B. A.________ est revenu en Suisse le 1er février 2002. Par décision du 1er juin 2002, le SPOP a refusé de lui délivrer une autorisation de séjour par voie de regroupement familial, à la suite de son mariage le 8 mars 2002 avec B.________, ressortissante suisse de près de cinquante ans son aînée. Cette décision a été annulée par le Tribunal administratif. Saisi d’un recours, le Tribunal fédéral a à son tour annulé la décision du Tribunal administratif et confirmé la décision du SPOP du 1er juin 2002, par arrêt du 20 février 2004, en considérant que le mariage de l’intéressé était de nature fictive.
C. Par décision du 27 avril 2004, le SPOP a déclaré irrecevable une première demande de réexamen que lui avait présentée A.________, au motif qu’il n’existait pas de faits nouveaux pertinents ou inconnus au cours de la procédure antérieure. Cette décision d’irrecevabilité a été portée par voie de recours devant le Tribunal administratif, lequel l’a rejetée par arrêt du 11 juillet 2005.
Dans l’intervalle, soit le 5 novembre 2004, l’épouse de A.________ était décédée.
D. Par lettre du 15 septembre 2005, A.________ a à nouveau sollicité du SPOP une reconsidération de son refus de lui délivrer un permis de séjour. Le 13 octobre 2005, le SPOP a refusé d’entrer en matière sur cette demande de réexamen.
Le 3 novembre 2005, par l’intermédiaire de l’avocat Jean-Pierre Bloch, A.________ a déféré cette décision au Tribunal administratif en invoquant pour l’essentiel son veuvage et sa bonne intégration en Suisse.
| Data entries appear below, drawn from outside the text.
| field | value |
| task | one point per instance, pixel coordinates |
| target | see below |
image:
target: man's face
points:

E. Par décision incidente du 17 novembre 2005, le juge instructeur a refusé d’accorder l’effet suspensif au recours. Saisie d’un recours incident, la section des recours du Tribunal administratif l’a rejeté par arrêt du 12 janvier 2006 en invitant A.________ à quitter immédiatement le territoire vaudois.
Considérant en droit
1. Une demande de réexamen constitue un moyen de droit extraordinaire à l’appui de laquelle il convient d’invoquer des faits nouveaux pertinents et inconnus de l’autorité au cours de la procédure antérieure (voir A. Grisel « Traité de droit administratif », page 948 et P. Moor « Traité de droit administratif » volume II chiffre 2.4.4.1 et suivants).
En l’espèce, le veuvage du recourant était connu du Tribunal administratif lorsqu’il a rendu son arrêt, le 11 juillet 2005 (voir considérant J). Il ne s’agit donc pas d’un fait nouveau. Au surplus, le décès de l’épouse du recourant – certes regrettable – ne constitue en aucun cas un fait pertinent puisque l’intéressé n’a aucun droit de séjour en Suisse depuis fort longtemps, ce que la section des recours du Tribunal administratif a confirmé par arrêt incident du 12 janvier 2006.
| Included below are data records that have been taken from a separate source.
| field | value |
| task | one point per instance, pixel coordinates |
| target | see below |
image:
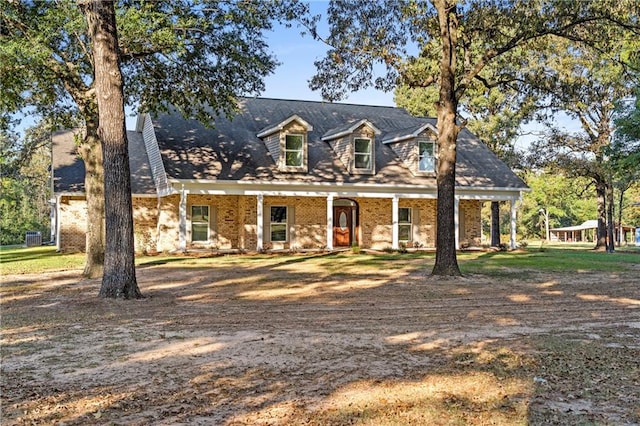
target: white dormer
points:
(287, 143)
(354, 143)
(416, 146)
2. Au vu de ce qui précède, et en référence aux nombreuses procédures antérieures engagées par le recourant, il apparaît que son pourvoi est manifestement mal fondé. Il doit dès lors être rejeté, sans autre mesure d’instruction, en application de l’article 35 a LJPA.
Vu l’issue du recours, un émolument de procédure de 500 (cinq cents) francs sera mis à la charge de son auteur, somme compensée par le dépôt de garantie versé. Pour la même raison, il ne sera pas alloué de dépens.
Par ces motifs
le Tribunal administratif
arrête:
I. Le recours est rejeté.
II. Un émolument judiciaire de 500 (cinq cents) francs, somme compensée par le dépôt de garantie versé, est mis à la charge de A.________.
III. Il n’est pas alloué de dépens.
dl/Lausanne, le 30 janvier 2006
Le
président:
Le présent arrêt est communiqué aux destinataires de l'avis d'envoi ci-joint
Le présent arrêt peut faire l'objet, dans les trente jours dès sa notification, d'un recours de droit administratif au Tribunal fédéral. Le recours s'exerce conformément aux art. 103 ss de la loi fédérale d'organisation judiciaire (RS 173.110)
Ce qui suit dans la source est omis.